Por: Patricia Alandia |
La carta que Impuestos Internos envió al escritor y comediante Pablo Osorio, en la que se le exigía el retiro de su publicación de la red TikTok, por considerarla difamatoria, a riesgo de sufrir un proceso judicial, no es un caso aislado de intimidación, responde a una cultura ya bastante arraigada en países en los que el autoritarismo avanza de la mano de su sistema judicial sometido.
De acuerdo con estudios sobre los delitos de difamación, injuria y calumnia, estas figuras penales han merecido un amplio debate en la doctrina jurídica, sobre todo porque han sido utilizadas por los funcionarios públicos como un arma para frenar todo tipo de crítica y fiscalización por parte de la población, restringiendo así la libertad de expresión.
En Bolivia, hasta el 2012, estuvo vigente el delito de desacato que, de manera directa, limitaba las acciones ciudadanas en contra de funcionarios públicos. A partir de las reiteradas recomendaciones de la Relatoría para la Libertad de Expresión de la CIDH fue declarado inconstitucional por el Tribunal Constitucional Plurinacional de Bolivia, que, bajo el mismo criterio, resolvió que el artículo 162 del Código Penal, que establecía pena de privación de la libertad de 1 mes a 2 años para quien por cualquier medio injuriare, calumniare o difamare a un funcionario público, “afectaba de manera desproporcionada el derecho a la libertad de expresión, creaba una situación inconstitucional de desigualdad entre funcionarios y ciudadanos, y era incompatible con los compromisos internacionales del Estado boliviano en materia de derechos humanos”. Asimismo, subrayó que los funcionarios públicos “deben ser objeto de una fiscalización especial y amplia’’, pues sus acciones se constituyen en asuntos de relevancia pública.
Al respecto, cabe recordar que, según el Principio 11 de la Declaración de Principios de la CIDH, “[l]os funcionarios públicos están sujetos a un mayor escrutinio por parte de la sociedad. Las leyes que penalizan la expresión ofensiva dirigida a funcionarios públicos generalmente conocidas como ‘leyes de desacato’ atentan contra la libertad de expresión y el derecho a la información”. Si bien nuestra normativa mostró un avance en ese campo con su derogación, está claro que el desacato está siendo sustituido por los delitos de difamación e injuria, y, en casos sobre todo de autoridades del Gobierno central, por los delitos de racismo y discriminación.

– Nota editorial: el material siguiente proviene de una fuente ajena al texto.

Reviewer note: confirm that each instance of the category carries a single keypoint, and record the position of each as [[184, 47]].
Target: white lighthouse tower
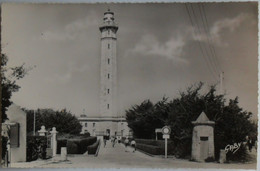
[[108, 77], [107, 122]]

Es muy sintomático que las autoridades se expresen en sentido de que la libertad de expresión está garantizada, pero (el pero restrictivo) a continuación añadan que esta no es absoluta. Normalmente sus restricciones aluden a daños a la imagen institucional, a “atribución de falsos hechos o conductas negativas” o, finalmente, a agravios a su honor y dignidad que, según ellas, deberían ser resguardados principalmente por el cargo que ocupan. De esta manera, se intenta trasladar el debate sobre hechos concretos que lesionan derechos de acceso a la información, a servicios básicos o al trabajo, entre otros, a “amenazas” a las instituciones, deslegitimando así las denuncias, e intentando estigmatizar y amedrentar a los ciudadanos que las realizan.
La fiscalización de autoridades no es solo un derecho, sino un deber, que deriva de nuestra condición de ciudadanos, fundamento de toda democracia. Ese deber no consiste solo en acudir a votar, sino en participar activamente en el control del cumplimiento de las ofertas electorales, de las normas, de la transparencia, de manera que, cuando nos desentendemos, nos convertimos en corresponsables de los daños que los funcionarios pudieran ocasionar. La corrupción, el nepotismo, el clientelismo, que aquejan actualmente a todas nuestras instituciones, son resultado de la falta de fiscalización y del silencio ciudadano. La apatía, el egoísmo y sobre todo el temor están fomentando la naturalización de ese estado de cosas, como si no mereciéramos mejores instituciones, mejores autoridades.
Lo sucedido con el comediante Osorio nos ha permitido ver de cerca los mecanismos activados para restringir la libertad de expresión y escarmentar a quienes se atreven a cuestionar a los poderosos. Asimismo, ha develado la acumulación de la indignación ciudadana, que rápidamente se ha canalizado por la vía del humor, el peor enemigo de los prepotentes. Y, finalmente, ha demostrado que la valentía es el más poderoso escudo ciudadano frente a los berrinches autoritarios.
Dos lecciones quedan: primera, los autoritarios retroceden frente al concierto de voces que los interpelan; mientras más estas sean, mejores son los resultados. Segunda, la población no tolera los actos de prepotencia, por lo que, en lugar de repartir amenazas y juicios, ciertas autoridades deberían ajustar sus conductas y acciones a las normas, y no olvidar que son simples servidores públicos.